A Church of England Bishop has called for the Genesis teaching on marriage to be “reconsidered”. Contributing to a new book on scripture and sexuality, Bishop Paul Bayes of Liverpool writes that “some reconsideration of how we should now understand the Genesis perspective on marriage is necessary, as well as exploration on how far that should affect the underlying principles”. The Bishop added that he was open to new interpretations of biblical texts on homosexuality. Bishop Bayes’ comments have been criticised by The Christian Institute which said: “The Bible is clear that marriage is between one man and one woman, and any attempt to ‘reconsider’ this is profoundly misguided. Genesis speaks about one man and one woman being brought together by God in marriage.
Independent Senator Ronan Mullen has described Government plans for a Citizens’ Assembly on repealing the constitutional protection for the unborn as “a pretence”. Reacting to news that moves to establish such an assembly to discuss the removal of the 8th Amendment, Senator Mullen said: “Oireachtas Éireann should be the only legitimate Citizens’ Assembly”. He added: “I don’t believe some unaccountable group of people, perhaps not randomly picked and quite possibly subject to pressure from the media, should be proposing our next steps on a life-and-death issue. And we shouldn’t then have to listen to Government claims that what it wants to do has widespread public support.” He dismissed the assembly idea as “pretending that there is a groundswell of public demand for what a small group of people wants to achieve. The only demand for such a change is among small interest groups with influential friends in media and Government. It’s much more of a ‘media-swell’ than a ‘groundswell’.”

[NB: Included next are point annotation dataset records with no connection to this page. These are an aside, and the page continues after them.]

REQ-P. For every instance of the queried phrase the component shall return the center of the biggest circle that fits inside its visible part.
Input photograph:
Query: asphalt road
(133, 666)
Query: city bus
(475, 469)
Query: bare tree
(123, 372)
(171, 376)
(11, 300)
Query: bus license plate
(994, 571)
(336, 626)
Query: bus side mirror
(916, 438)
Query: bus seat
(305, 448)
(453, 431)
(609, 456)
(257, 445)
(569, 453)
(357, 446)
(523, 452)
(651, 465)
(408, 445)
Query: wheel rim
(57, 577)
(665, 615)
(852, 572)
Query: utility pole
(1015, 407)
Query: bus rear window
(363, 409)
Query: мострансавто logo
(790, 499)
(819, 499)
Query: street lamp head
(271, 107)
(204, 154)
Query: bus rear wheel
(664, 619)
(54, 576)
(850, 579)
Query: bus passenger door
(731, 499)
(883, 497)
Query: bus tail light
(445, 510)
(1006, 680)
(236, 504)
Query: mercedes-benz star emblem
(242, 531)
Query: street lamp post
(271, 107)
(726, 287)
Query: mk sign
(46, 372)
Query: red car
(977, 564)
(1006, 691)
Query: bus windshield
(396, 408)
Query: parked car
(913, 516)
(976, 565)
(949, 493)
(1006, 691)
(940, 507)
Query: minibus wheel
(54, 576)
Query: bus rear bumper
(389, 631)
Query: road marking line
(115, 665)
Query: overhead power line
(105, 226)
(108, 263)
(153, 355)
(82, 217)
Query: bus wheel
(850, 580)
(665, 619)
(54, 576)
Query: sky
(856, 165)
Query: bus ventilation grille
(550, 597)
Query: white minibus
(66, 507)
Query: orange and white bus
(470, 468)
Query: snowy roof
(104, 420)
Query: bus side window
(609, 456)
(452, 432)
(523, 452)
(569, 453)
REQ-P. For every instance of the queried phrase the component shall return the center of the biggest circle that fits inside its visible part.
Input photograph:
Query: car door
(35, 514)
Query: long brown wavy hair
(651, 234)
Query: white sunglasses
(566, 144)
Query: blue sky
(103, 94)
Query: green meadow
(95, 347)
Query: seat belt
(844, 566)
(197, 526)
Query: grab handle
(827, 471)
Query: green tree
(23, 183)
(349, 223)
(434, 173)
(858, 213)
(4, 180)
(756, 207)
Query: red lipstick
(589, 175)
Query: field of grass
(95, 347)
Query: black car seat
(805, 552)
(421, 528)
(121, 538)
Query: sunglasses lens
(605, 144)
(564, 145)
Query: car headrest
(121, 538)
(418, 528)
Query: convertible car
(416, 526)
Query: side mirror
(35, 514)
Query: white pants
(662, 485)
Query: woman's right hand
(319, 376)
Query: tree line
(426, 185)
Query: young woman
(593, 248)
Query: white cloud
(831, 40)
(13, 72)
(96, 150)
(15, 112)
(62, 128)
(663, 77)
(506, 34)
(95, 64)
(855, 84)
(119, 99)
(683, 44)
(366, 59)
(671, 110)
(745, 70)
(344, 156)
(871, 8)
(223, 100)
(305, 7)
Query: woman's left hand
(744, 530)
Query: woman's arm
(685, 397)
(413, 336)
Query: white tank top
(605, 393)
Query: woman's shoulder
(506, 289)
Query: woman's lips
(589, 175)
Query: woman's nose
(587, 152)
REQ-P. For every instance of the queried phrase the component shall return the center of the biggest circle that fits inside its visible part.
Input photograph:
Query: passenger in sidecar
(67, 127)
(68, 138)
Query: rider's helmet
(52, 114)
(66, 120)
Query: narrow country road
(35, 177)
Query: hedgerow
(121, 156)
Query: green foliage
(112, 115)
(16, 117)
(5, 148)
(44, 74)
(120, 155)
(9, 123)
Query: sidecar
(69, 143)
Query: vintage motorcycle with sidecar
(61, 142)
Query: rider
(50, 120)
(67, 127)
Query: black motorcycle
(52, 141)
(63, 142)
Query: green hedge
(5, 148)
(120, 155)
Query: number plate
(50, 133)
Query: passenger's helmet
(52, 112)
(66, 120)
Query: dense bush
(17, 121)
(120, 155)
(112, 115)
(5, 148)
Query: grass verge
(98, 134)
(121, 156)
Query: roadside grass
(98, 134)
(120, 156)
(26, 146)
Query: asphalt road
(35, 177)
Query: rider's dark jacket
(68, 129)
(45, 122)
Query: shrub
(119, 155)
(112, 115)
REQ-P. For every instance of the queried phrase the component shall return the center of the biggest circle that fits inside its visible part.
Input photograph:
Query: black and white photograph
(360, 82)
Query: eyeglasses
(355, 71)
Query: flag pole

Authorities in Spain have launched an investigation into Cardinal Antonio Cañizares Llovera of Valencia following a sermon in which he defended the traditional family from attacks by gay activists and radical feminists. As a result of stating: “We have legislation contrary to the family, the acts of political and social forces, to which are added movements and acts by the gay empire, by ideologies such as radical feminism, or the most insidious of all, gender ideology”, the Cardinal could face four years in prison for ‘inciting hatred’. Tens of thousands of Spanish citizens have now signed a petition in defence of the Cardinal and his right to free speech.
US schools which distribute condoms to pupils experience a teen pregnancy rate 10% higher than schools that do not, a new study has revealed. Conducted by researchers at Notre Dame University, the study uncovered the greater rate of teenage pregnancy especially in schools where condoms were distributed without any counselling to pupils on the method of contraception. A spokesperson for Ascend, a US-based chastity group, said the findings were not surprising as another study it had carried out revealed that condom demonstrations in schools made sex appear as an expectation in the minds of pupils. “We’re not surprised that [distribution] would encourage sexual activity.”